月 (2022/3/12 18:26-19:33)
月 (2022/3/12 18:26-19:33)
高橋 ミューロン180C (D180mm f2160mm F12 反射) / Vixen SX2 / ZWO ASI294MM Pro (Bin 1, Gain 150, 10℃), SharpCap 4.0.8667.0, 露出 1/250s x 500/1000コマをスタック処理 x 18枚をモザイク合成 / AutoStakkert!3 3.0.14, RegiStax 6.1.0.8, Lightroom Classic, Microsoft ICE 2.0.3.0, WinJUPOS 12.0.7 で画像処理。

どうでしょう?これは成功と言ってよいのでは?

写真クリックすると Flickr に飛ぶので、そこで写真をクリックすると拡大、さらにクリックするとさらに拡大表示になります。その状態でマウスを動かすと月面がグリグリ動くのであちこち眺めてみてください。
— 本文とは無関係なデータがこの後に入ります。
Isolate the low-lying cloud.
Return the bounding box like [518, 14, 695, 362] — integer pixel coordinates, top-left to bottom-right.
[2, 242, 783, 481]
等倍で見るとやや甘いところもあるのですが、高解像度すぎて Flickr の拡大表示で最大にしても等倍表示にはならないので、まあ、よしとします。北から順に撮ったので前半のシーイングが良いタイミングで撮ったアルプス谷のキレとかアペニン山脈のゴツゴツした感じとかがなかなかよく写っていて、それだけでも満足です。
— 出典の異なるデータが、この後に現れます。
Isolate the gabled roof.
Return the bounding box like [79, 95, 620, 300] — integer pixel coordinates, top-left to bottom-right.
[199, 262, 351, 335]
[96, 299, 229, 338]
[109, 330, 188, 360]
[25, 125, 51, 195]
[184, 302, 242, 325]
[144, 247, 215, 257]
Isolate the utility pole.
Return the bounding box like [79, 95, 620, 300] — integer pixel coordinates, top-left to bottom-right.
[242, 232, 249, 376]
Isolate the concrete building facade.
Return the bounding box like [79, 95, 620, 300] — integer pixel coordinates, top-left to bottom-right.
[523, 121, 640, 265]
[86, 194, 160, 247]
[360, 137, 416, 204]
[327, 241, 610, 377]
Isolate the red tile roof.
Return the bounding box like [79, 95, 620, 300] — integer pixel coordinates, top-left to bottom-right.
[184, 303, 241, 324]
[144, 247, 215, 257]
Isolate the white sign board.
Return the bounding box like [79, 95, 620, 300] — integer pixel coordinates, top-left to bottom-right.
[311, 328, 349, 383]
Registax のパラメータは全部同じにしてありますが、シーイングがやや悪かった後半部分は Lightroom の「テクスチャ」を少し強めにかけて解像感を気持ち揃える感じに仕上げています。

縮小画像だけだともったいないので、欠け際を中心に 2048 x 2048 で切り出したものを以下に。

プラトー、アルプス山脈周辺 (2022/3/12)
プラトーアルプス山脈周辺 (2022/3/12)

コペルニクス、エラトステネス周辺 (2022/3/12)
コペルニクス、エラトステネス周辺 (2022/3/12)

ヒギヌス谷、中央の入江周辺 (2022/3/12)
ヒギヌス谷、中央の入江周辺 (2022/3/12)

プトレメウス、アルバテグニウス周辺 (2022/3/12)
プトレメウス、アルバテグニウス周辺 (2022/3/12)

雲の海周辺 (2022/3/12)
雲の海周辺 (2022/3/12)

ティコ、デランドル周辺 (2022/3/12)
ティコ、デランドル周辺 (2022/3/12)

グラビウス、マギヌス周辺 (2022/3/12)
グラビウス、マギヌス周辺 (2022/3/12)

うーん、いいですね。ずっと見ていられますね。時間ができたらクレーターの名前とかを記入したバージョンも作ってみたいと思います。

というわけで、ずっと天体写真が撮れなかったストレスも解消したし、3年前のリベンジも果たせたし、実にいい撮影でした。

なお、シリウスBチャレンジの成果についてはまた後日アップします。